The $2.7 billion taken out of actively-managed U.S. stock funds was an eight-week high, according to EPFR Global’s Brandt.


The S&P 500 rose 2.78 percent during the week, while the MSCI world equity index was up 4.05 percent. The reporting period, which ended on Wednesday, does not include Friday’s report of a 163,000 increase in nonfarm payrolls in July and an uptick in the unemployment rate to 8.3 percent.

Despite market gains during the period, the volume of selloffs in the stock market continue to outpace that of buying, said Pursche.

U.S. equity funds still had inflows of $4.92 billion, but they were on account of institutional investor moves into exchange-traded funds, EPFR Global’s Brandt said.

European funds also took a beating in the run-up to the central bank meeting, with European stock funds losing $867 million, the most in seven weeks, and European bond funds losing $263 million.

Money market funds saw hefty outflows of $11.72 billion compared with inflows of $7.96 billion the previous week.


Emerging market stock funds attracted $1.52 billion in new money, a 24-week high, according to EPFR Global’s Brandt.

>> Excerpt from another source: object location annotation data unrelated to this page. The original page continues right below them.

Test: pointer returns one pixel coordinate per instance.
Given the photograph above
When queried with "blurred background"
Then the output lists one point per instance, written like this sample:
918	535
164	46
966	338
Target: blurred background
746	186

“The biggest headwinds that emerging markets would typically have aren’t there,” said Pursche, adding that projected emerging market growth of six percent or more outpaces that of the United States and Europe.

Emerging market bond funds attracted $783 million, nearly doubling the previous week’s inflows of $392 million.

Most sector-specific equity funds reversed outflows from the previous week, with commodities funds gaining $564 million in inflows compared with outflows of $815 million the previous week.